McGregor passed an eye over the four people in the chamber — not lingering long enough to fix the faces in his memory because he had enough bad dreams already, thank you very much — but he wanted to see whom he was dealing with. His subjects. Two male, two female. Apparent ages somewhere between 18 and 24. No way to tell if they’d been sculpted for the run or if these were their actual faces. Some correction jobs had specific requirements, some just needed bodies.

None of the people, the  subjects, looked familiar.
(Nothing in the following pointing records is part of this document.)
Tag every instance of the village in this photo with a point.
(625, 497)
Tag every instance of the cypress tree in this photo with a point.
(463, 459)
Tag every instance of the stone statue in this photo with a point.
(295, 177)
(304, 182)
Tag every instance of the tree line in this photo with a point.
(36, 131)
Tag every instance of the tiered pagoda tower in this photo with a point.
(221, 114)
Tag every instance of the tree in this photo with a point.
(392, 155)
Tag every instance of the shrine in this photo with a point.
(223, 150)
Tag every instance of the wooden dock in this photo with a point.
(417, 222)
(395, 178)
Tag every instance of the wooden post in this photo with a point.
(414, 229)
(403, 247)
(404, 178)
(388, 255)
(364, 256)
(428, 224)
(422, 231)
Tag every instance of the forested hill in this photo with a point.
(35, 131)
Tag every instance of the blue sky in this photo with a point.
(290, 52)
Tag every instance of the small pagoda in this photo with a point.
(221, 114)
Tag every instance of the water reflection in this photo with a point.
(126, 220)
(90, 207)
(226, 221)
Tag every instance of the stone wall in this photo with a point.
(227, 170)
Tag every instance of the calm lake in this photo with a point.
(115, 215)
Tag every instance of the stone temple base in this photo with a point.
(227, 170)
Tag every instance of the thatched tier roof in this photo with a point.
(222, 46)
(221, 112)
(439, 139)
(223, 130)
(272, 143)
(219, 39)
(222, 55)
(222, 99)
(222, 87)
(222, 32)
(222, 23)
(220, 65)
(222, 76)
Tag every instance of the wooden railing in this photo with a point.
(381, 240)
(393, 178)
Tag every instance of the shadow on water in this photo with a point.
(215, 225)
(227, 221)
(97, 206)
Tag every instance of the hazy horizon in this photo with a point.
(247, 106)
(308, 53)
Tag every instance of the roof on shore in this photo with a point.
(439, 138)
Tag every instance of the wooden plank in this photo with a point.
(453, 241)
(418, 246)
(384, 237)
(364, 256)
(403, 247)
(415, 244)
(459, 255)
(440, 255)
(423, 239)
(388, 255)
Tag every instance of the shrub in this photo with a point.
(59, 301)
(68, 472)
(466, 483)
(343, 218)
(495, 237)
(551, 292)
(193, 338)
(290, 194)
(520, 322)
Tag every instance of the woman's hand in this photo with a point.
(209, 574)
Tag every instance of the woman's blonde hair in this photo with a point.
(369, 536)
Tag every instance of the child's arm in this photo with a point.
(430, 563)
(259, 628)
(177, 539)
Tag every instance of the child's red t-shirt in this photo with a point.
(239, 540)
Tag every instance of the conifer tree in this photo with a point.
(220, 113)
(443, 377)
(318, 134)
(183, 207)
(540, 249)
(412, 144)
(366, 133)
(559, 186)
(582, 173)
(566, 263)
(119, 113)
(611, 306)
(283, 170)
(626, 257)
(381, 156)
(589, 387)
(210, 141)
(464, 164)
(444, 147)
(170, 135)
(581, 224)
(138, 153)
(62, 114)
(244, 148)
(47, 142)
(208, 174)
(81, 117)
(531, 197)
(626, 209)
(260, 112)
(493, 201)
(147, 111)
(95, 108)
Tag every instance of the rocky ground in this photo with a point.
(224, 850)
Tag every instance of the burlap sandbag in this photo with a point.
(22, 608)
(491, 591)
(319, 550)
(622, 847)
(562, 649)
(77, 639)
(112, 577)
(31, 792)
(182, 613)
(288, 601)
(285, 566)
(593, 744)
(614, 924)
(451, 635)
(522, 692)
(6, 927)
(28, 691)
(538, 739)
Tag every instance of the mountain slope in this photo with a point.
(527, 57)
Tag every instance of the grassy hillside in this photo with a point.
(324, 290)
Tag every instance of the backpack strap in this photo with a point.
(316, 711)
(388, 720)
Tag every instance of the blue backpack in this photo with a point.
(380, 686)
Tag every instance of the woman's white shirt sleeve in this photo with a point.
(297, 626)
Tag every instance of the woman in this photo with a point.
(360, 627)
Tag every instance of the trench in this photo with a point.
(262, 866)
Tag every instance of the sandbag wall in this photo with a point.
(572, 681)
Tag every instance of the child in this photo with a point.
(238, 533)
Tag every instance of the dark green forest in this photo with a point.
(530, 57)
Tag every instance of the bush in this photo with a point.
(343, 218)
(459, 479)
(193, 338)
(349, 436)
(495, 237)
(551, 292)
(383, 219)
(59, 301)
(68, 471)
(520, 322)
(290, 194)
McGregor prided himself on his knowledge of history. A good grasp of history was what distinguished a professional from a mere button-pusher. He’d recognize faces taken from history if they were important. These weren’t; they were just faces. And he’d spent far too long looking at them. Tonight in his dreams, he might remember that dimpled chin, those sleepy eyes. He didn’t need that crap, especially not when Joanne already complained how restless he was in bed. Grunting, he turned away from the door and stalked to the control booth.